Background: how ZK metadata store handles the node exists error when creating a new node
ZK metadata store throws a BadVersionException error if it receives a NODEEXISTS error when creating a new node.

https://github.com/apache/pulsar/blob/v4.0.5/pulsar-metadata/src/main/java/org/apache/pulsar/metadata/impl/ZKMetadataStore.java#L269-L272

if (code == Code.NODEEXISTS) {
    // We're emulating a request to create a node, so the version is invalid
    op.getFuture().completeExceptionally(getException(Code.BADVERSION, op.getPath()));
}

Background: how ZK metadata store handles disconnect error when executing operations
ZK metadata store will retry the operation if it receives a CONNECTIONLOSS error when executing operations.

https://github.com/apache/pulsar/blob/v4.0.5/pulsar-metadata/src/main/java/org/apache/pulsar/metadata/impl/ZKMetadataStore.java#L200-L227

if (code == Code.CONNECTIONLOSS) {
    // Retry with the individual operations
    executor.schedule(() -> {
        ops.forEach(o -> batchOperation(Collections.singletonList(o)));
    }, 100, TimeUnit.MILLISECONDS);
}

Background: how ZK clients/servers limit the max length of packet

  • ZK clients/servers limit the max length of a packet to 10MB by default, which was set in bin/pulsar.sh
  • Users can use a Java environment variable jute.maxbuffer to change the maximum packet length, which controls the maximum packet length for both requests and receives.
  • Once the maximum packet length is reached, the ZK client will throw an error and reconnect.

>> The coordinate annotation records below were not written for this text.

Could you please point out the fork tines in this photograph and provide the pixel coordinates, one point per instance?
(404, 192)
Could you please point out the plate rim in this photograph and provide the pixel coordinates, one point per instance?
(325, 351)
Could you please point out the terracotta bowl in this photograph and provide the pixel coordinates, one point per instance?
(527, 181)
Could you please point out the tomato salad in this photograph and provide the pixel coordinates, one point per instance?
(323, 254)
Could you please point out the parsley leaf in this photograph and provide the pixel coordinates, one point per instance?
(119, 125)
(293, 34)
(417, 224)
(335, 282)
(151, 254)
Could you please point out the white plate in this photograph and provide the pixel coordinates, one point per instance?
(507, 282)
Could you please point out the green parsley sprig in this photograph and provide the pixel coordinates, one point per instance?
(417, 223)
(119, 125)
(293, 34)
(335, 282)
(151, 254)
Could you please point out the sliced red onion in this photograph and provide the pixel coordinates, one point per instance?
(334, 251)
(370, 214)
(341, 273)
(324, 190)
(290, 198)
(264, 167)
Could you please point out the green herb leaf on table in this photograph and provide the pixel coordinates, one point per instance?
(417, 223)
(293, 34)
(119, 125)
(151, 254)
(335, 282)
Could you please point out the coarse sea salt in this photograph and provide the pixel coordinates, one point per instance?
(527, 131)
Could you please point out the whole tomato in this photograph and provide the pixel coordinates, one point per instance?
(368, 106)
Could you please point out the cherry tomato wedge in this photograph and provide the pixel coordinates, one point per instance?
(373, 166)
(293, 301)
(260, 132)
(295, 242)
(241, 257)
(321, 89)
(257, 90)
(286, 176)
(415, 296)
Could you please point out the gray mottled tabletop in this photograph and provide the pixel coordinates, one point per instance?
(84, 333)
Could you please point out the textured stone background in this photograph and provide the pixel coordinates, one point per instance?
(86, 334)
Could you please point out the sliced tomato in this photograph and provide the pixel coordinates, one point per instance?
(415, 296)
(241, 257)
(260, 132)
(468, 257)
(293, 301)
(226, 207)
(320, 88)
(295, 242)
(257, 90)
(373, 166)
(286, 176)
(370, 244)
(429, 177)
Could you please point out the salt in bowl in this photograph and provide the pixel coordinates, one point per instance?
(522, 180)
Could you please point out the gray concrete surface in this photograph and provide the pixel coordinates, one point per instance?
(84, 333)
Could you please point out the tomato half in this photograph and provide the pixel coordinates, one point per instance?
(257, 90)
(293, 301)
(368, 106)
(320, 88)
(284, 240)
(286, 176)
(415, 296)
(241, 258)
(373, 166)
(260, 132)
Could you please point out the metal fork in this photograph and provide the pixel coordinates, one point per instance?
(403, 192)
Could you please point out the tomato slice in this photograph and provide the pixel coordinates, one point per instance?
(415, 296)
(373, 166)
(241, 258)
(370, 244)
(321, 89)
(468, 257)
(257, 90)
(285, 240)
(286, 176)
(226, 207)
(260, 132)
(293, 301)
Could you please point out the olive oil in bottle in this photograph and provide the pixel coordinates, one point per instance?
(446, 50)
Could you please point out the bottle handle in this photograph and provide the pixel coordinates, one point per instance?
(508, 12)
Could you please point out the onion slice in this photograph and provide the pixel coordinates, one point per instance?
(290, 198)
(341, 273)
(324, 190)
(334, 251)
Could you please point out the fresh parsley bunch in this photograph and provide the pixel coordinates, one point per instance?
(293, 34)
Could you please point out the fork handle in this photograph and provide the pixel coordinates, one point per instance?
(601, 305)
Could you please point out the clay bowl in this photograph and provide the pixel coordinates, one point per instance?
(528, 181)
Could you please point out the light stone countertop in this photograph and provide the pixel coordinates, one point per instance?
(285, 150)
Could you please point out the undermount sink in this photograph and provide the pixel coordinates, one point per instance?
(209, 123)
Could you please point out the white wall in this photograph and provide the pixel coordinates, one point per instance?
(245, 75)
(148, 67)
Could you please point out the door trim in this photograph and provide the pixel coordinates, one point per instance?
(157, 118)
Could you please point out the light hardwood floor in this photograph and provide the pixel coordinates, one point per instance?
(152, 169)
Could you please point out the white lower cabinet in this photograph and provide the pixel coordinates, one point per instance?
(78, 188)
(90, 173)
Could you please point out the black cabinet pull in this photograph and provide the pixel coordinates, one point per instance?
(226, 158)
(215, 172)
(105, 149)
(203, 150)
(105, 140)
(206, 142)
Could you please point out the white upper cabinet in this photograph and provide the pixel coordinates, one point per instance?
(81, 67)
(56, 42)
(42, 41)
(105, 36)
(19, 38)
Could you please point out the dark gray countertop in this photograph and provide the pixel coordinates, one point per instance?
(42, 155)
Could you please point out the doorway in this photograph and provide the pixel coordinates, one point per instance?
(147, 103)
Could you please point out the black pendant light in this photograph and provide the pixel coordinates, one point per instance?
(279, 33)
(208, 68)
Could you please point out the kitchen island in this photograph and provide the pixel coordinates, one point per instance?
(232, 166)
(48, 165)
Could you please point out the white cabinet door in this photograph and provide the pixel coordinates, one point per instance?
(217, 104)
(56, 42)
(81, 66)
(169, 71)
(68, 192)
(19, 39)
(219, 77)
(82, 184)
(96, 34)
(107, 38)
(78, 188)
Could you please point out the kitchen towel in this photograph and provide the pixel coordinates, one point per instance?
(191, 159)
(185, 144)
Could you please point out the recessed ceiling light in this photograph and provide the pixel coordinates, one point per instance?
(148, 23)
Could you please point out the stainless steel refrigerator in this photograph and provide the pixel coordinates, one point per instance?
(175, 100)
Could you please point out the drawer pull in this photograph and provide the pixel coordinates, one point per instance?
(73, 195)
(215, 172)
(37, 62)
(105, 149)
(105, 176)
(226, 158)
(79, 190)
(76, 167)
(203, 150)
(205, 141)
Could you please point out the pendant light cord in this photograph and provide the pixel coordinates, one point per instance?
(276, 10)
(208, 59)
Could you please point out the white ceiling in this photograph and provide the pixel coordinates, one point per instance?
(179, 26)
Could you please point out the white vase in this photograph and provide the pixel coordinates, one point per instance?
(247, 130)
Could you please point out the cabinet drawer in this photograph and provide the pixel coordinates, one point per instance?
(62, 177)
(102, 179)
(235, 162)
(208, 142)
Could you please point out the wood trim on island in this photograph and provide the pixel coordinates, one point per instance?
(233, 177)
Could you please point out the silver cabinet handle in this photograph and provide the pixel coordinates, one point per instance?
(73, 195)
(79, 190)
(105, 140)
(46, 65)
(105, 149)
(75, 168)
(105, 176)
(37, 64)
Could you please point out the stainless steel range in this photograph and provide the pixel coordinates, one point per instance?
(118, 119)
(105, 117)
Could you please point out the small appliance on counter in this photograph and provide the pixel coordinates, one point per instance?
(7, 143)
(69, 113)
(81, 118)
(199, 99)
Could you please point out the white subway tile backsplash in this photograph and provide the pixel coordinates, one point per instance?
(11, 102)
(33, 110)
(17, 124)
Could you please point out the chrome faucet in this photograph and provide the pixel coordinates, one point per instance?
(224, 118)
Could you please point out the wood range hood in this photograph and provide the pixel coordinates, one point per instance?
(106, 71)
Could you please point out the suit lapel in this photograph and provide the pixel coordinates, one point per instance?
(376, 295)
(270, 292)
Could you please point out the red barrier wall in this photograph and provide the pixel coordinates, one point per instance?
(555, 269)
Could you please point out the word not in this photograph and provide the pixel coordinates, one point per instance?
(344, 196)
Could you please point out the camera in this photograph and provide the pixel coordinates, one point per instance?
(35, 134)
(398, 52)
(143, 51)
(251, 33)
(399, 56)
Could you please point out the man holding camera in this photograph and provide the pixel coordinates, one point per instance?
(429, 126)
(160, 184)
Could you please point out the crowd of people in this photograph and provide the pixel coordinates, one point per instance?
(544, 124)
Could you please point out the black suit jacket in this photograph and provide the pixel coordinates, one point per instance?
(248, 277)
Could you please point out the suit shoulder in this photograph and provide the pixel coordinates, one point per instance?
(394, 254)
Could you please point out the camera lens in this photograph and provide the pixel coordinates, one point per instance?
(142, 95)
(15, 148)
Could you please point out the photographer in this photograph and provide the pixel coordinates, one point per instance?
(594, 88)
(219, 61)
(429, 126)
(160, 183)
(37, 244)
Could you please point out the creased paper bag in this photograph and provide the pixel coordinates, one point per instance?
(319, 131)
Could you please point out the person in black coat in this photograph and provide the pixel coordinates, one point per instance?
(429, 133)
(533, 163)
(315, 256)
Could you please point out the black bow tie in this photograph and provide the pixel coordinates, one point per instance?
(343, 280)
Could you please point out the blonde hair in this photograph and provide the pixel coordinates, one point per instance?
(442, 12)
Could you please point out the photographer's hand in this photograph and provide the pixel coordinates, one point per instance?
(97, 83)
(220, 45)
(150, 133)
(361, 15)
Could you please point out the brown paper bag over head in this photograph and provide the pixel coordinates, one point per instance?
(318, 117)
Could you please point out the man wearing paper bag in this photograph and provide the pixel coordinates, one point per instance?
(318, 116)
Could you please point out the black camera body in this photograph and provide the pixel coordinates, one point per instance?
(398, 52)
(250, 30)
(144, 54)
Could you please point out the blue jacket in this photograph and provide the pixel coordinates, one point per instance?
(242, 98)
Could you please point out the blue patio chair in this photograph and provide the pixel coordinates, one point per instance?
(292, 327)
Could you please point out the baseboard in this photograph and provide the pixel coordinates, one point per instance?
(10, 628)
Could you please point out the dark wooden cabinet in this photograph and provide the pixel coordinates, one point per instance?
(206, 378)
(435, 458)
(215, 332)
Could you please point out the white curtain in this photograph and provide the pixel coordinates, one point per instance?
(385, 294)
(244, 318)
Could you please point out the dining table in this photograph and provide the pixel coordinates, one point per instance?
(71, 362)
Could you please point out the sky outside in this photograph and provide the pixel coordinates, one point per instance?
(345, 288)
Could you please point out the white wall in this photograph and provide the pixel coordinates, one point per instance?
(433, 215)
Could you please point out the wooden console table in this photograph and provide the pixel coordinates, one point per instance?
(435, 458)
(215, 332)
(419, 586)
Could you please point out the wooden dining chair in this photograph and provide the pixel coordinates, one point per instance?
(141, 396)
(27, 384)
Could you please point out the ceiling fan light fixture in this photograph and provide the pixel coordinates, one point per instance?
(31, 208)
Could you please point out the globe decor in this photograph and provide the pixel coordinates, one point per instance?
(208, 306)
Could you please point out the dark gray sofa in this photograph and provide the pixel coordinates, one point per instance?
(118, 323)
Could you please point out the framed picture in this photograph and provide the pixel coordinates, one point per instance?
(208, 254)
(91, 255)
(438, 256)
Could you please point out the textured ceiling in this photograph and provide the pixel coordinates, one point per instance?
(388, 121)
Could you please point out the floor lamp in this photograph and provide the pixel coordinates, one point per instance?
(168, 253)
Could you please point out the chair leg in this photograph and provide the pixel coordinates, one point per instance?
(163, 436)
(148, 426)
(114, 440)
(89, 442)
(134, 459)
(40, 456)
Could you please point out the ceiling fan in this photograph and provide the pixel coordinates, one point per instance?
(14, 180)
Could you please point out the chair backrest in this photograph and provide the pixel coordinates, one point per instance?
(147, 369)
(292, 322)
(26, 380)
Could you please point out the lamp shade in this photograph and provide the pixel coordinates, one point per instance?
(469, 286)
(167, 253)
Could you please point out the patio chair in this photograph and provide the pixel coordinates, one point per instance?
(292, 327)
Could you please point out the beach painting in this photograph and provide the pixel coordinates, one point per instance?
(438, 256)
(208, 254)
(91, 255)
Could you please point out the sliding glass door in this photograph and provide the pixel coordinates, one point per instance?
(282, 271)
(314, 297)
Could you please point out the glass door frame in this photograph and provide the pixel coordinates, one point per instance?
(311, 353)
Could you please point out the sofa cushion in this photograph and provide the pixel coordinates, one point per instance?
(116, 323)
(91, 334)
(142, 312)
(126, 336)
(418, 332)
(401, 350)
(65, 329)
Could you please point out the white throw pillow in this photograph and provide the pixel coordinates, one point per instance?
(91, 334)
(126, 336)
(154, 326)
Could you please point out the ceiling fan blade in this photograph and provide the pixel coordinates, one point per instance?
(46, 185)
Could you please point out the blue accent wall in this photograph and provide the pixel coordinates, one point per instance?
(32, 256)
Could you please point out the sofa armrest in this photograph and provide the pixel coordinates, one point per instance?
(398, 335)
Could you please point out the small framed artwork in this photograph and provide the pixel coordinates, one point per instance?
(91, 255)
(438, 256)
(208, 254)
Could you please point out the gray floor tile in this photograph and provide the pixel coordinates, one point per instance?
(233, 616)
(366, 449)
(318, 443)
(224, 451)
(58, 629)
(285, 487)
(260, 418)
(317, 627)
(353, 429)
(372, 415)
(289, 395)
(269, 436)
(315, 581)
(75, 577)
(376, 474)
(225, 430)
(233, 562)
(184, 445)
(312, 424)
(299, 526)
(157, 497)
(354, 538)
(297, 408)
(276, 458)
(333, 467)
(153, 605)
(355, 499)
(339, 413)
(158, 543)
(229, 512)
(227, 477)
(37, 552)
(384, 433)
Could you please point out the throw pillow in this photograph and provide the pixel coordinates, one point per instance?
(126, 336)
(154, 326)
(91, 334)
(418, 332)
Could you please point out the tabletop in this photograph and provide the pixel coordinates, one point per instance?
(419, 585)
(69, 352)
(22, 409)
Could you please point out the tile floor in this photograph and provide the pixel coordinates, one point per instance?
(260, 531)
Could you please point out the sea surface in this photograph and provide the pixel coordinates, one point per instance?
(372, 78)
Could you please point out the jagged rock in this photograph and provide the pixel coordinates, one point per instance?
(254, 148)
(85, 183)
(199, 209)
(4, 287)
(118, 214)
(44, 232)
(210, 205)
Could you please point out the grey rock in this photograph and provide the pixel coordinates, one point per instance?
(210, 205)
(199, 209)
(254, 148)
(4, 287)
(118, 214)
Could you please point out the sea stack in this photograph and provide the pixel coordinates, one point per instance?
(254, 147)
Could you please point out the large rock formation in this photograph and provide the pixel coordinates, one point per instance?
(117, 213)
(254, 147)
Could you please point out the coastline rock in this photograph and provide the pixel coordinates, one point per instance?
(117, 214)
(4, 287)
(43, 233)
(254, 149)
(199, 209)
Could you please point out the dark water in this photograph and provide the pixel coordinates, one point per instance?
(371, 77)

Issue: ZK client throws an error and reconnects when the max length of the packet is exceeded by the server

  • As the background "How ZK clients/servers limit the max length of packet" said, not only is the request packet is in limiting, but the response packet is not limited.
  • The requests that type Get or GET_CHILDREN will receive a response from the server, and the response packet may be larger than the max length of packet length.
  • When the response packet is larger than the maximum packet length, the ZK client will throw an error and reconnect.
  • The reconnecting will cause the BadVersionException error mentioned in the background "How ZK metadata store handles the node exists error when creating a new node".
  • Then the operation of creating a node can never be completed.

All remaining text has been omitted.